In 1942, General Leslie Groves approved Oak Ridge, Tennessee, as the site for the pilot plutonium plant and the uranium enrichment plant. Manhattan Project engineers had to quickly build a town to accommodate 30,000 workers–as well as build the enormously complex plants.
“Site X”
By the time President Roosevelt authorized the Manhattan Project on December 28, 1942, work on the east Tennessee site where the first production facilities were to be built was already underway. On Saturday, September 19, General Leslie Groves Groves had approved the acquisition of 59,000 acres of land along the Clinch River, 20 miles est of Knoxville, Tennessee. Also approved was the removal of relatively few families on the marginal farmland and extensive site preparation to provide the transportation, communications, and utility needs of the town and production plants that would occupy the previously undeveloped area. At first, this location was known as “Site X” and later changed to the Clinton Engineer Works, named after the nearest town. After the war, the name was again changed officially to Oak Ridge.
Designing a Town From Scratch
Groves appointed 34-year-old Colonel Kenneth D. Nichols as his second in command. Nichols’ title was district engineer for the Manhatttan Engineer District (MED). Using the Andrew Jackson Hotel in Knoxville as his base, Nichols began working on the production site in East Tennessee. First, Nichols had a road built between Knoxville and Oak Ridge. Next, he hired Skidmore, Owings and Merrill (SOM), a New York architectural and engineering firm, to design a town for 30,000 people from scratch. SOM was given some aerial photographs and a few topographical maps but no information about its secret location. Once the Army approved their initial plan, the entire SOM office of 400 people moved to Tennessee. The team produced one of the fastest and most skillful jobs of town planning ever seen.
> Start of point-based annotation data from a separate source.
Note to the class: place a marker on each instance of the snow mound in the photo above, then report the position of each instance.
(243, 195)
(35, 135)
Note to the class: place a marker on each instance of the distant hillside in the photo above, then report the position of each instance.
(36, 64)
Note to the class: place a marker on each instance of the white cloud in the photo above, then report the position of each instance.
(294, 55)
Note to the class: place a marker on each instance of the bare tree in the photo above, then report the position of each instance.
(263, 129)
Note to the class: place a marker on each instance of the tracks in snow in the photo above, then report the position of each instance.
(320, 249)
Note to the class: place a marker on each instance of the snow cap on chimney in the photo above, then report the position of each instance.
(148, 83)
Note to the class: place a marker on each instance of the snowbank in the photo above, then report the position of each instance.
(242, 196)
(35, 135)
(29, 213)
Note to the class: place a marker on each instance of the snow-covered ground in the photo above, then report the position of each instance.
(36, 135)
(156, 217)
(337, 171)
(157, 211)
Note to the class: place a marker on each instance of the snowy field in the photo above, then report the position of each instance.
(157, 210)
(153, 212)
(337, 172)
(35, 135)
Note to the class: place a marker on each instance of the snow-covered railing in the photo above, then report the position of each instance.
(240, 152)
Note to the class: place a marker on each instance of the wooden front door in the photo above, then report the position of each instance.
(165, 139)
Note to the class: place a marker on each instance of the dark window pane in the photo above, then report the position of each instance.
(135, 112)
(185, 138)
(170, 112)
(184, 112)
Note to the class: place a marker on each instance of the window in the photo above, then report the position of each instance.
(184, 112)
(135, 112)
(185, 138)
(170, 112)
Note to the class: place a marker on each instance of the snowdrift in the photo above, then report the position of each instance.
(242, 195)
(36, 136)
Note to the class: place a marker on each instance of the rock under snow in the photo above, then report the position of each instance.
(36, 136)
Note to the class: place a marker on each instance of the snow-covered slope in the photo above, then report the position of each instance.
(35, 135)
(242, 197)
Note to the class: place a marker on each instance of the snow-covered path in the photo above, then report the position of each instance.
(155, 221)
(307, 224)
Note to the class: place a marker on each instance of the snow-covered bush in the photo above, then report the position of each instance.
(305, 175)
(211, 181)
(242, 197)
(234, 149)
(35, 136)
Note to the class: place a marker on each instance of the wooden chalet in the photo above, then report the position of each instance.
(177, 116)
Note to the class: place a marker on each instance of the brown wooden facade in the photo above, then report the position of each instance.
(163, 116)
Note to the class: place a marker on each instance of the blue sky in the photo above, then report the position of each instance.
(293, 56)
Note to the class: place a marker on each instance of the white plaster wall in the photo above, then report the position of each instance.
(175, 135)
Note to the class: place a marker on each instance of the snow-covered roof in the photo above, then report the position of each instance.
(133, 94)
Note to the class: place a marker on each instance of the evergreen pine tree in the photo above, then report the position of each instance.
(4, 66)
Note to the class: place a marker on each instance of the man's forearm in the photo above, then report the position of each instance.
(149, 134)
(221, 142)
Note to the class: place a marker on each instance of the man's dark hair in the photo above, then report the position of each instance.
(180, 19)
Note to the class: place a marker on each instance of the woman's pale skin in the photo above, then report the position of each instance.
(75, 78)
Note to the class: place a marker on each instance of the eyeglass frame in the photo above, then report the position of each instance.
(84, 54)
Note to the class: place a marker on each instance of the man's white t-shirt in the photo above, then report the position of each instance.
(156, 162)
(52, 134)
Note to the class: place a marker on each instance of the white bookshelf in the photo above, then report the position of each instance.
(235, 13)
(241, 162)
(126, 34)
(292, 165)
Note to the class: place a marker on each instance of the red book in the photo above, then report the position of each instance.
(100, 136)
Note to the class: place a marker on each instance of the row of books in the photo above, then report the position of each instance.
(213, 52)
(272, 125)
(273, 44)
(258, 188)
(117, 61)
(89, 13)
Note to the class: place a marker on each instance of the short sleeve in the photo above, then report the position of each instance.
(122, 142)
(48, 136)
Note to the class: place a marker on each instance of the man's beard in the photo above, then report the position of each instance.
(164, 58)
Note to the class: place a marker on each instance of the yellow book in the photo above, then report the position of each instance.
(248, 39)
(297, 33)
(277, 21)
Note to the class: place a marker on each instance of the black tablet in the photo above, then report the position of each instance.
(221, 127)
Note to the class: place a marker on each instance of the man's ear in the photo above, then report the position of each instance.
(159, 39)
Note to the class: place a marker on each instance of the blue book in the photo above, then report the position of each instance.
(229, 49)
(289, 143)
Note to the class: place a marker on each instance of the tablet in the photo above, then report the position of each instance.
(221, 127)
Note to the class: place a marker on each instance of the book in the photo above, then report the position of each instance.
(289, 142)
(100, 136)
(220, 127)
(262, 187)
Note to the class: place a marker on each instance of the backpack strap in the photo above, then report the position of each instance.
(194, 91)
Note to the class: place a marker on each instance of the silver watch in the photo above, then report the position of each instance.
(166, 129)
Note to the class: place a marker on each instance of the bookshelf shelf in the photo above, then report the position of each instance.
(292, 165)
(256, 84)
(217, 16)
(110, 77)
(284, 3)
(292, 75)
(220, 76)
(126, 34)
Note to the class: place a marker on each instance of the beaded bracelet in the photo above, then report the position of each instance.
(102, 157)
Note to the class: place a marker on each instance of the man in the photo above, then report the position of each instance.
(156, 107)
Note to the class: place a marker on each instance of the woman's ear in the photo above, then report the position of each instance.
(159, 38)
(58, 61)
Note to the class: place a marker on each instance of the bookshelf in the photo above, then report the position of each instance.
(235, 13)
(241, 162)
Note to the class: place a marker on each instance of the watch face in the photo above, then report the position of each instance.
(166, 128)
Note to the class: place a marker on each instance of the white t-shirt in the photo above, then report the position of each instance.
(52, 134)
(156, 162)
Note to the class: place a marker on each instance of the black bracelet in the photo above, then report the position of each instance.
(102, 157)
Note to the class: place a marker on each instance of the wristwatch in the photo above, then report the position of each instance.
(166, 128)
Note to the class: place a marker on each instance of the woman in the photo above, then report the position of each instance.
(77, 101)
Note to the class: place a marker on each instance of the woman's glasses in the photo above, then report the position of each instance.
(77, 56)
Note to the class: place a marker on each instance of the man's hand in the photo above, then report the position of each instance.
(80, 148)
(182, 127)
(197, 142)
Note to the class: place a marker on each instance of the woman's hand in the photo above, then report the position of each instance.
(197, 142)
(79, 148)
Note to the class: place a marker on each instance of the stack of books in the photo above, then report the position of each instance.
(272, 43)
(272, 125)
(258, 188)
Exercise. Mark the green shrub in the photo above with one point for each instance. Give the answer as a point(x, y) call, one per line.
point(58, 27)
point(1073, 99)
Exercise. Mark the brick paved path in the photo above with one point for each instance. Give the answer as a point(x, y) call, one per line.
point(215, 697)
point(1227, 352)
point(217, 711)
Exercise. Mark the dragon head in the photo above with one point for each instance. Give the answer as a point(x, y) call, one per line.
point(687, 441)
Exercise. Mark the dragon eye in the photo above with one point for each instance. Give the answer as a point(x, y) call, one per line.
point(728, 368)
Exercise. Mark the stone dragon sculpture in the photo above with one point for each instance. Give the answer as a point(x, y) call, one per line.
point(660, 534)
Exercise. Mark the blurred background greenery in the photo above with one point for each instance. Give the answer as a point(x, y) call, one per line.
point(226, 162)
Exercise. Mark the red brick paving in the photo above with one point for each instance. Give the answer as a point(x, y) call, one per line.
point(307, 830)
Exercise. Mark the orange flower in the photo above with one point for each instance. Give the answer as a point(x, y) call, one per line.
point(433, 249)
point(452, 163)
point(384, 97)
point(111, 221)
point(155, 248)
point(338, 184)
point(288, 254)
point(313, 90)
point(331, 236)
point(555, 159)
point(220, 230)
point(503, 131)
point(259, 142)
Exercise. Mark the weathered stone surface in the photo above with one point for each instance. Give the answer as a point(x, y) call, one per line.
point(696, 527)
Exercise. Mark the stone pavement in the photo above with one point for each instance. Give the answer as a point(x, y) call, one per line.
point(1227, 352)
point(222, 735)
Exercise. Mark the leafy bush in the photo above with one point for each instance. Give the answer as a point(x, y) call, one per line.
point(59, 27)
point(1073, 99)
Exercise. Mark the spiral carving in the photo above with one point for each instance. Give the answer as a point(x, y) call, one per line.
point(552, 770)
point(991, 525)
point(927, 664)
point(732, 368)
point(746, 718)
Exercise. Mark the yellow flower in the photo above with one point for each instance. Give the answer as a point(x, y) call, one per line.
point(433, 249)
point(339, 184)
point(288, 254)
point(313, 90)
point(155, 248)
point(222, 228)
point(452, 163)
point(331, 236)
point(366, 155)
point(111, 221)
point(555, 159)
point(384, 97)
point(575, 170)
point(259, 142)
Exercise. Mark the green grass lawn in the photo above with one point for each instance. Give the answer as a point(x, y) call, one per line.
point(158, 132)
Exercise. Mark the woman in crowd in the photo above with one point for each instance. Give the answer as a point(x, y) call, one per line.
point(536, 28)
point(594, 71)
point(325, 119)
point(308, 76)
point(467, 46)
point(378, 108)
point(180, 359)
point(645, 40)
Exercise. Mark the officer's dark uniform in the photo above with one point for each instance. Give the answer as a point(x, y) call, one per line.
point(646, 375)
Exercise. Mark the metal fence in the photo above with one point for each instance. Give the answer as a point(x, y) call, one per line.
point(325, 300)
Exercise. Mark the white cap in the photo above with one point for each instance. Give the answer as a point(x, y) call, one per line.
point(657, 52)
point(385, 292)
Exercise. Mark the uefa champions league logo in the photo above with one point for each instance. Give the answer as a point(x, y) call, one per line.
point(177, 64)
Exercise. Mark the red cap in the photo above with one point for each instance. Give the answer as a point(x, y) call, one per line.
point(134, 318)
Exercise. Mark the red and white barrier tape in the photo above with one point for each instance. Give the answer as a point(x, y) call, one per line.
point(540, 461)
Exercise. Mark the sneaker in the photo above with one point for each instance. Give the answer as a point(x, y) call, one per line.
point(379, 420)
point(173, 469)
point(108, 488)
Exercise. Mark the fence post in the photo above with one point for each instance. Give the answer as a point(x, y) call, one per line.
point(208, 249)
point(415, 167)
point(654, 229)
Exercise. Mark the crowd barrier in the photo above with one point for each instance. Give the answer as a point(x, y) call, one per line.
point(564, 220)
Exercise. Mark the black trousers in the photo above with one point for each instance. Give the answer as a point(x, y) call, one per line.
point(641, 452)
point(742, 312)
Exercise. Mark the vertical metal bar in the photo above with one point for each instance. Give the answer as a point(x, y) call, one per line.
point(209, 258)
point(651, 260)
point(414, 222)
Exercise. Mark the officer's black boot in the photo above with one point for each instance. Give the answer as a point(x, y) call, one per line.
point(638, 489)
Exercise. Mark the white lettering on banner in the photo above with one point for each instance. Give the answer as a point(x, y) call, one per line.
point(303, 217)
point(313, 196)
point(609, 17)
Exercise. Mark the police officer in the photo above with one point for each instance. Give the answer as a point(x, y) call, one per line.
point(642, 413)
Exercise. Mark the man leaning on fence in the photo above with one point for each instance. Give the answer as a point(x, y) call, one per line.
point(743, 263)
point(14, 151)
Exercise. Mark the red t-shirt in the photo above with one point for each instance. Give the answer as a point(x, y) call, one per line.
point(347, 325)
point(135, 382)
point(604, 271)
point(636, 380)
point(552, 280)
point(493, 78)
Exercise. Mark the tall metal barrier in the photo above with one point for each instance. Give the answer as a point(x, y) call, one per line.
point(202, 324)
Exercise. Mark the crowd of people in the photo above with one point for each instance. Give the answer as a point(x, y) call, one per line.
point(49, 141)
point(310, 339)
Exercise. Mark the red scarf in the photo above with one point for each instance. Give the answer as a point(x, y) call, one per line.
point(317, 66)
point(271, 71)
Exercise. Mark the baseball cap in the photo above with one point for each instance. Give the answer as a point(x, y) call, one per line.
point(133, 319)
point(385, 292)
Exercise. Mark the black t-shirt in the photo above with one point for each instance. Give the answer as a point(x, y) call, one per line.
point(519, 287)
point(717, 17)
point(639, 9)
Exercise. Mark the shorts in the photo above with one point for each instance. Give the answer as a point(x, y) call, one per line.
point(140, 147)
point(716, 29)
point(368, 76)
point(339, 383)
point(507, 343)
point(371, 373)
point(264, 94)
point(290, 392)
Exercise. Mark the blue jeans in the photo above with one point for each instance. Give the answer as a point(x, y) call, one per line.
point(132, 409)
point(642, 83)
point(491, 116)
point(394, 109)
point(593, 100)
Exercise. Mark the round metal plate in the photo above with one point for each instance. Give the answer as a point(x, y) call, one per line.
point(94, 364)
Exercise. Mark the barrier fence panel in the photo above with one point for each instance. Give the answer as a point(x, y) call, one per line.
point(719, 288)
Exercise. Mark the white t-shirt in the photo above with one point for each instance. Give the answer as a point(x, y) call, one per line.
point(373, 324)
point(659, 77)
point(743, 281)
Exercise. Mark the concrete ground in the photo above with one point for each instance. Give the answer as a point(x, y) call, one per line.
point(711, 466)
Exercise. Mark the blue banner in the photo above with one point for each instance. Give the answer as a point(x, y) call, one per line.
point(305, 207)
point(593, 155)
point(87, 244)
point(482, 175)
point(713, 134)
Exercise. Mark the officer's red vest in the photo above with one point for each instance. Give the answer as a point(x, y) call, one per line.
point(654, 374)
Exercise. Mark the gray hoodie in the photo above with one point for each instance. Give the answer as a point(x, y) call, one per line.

Following the contours of Black Oak Ridge, the town was a narrow strip less than one mile wide and six miles long. SOM designed 3,000 prefabricated houses made from “cemesto,” a cement-asbestos board. The houses were shipped from a factory in Indiana complete with walls, floors, room partitions, interior wiring, plumbing and furniture. The homes were quickly installed along streets that followed the natural contours of the hills. By the end of the war, Oak Ridge was the fifth largest city in Tennessee and was consuming 1/7 of all the electrical power being produced in the United States. While the Army and its contractors tried desperately to keep up with the rapid influx of workers and their families, services always lagged behind demand.
The Plants
The three production facility sites were located in valleys away from the town. This provided security and containment in case of accidental explosions. The Y-12 area, home of the electromagnetic plant, was closest to Oak Ridge. Farther to the south and west lay both the X-10 area, which contained the experimental plutonium pile and separation facilities, and K-25, site of the gaseous diffusion plant and later the S-50 thermal diffusion plant. Y-12 and X-10 were begun earlier in 1943 than was K-25, but all three were well along by the end of the year.
Life in the Secret City
Part of Oak Ridge’s appeal to Manhattan Project planners was nearby Knoxville with its population of 111,000. However, the top-secret project was not warmly welcomed in Knoxville, arousing both suspicion and resentment. Many saw the people flooding into East Tennessee from all over the country—and the world—as “furriners” who could not be questioned. In a time of austerity and rationing, others resented Oak Ridge residents arriving with unlimited ration stamps and fistfuls of cash. Oak Ridgers who ventured into Knoxville were easy to spot. The quickly constructed secret city was blanketed in a thick layer of mud. As a result, its residents’ muddy shoes were a dead giveaway as to their origin.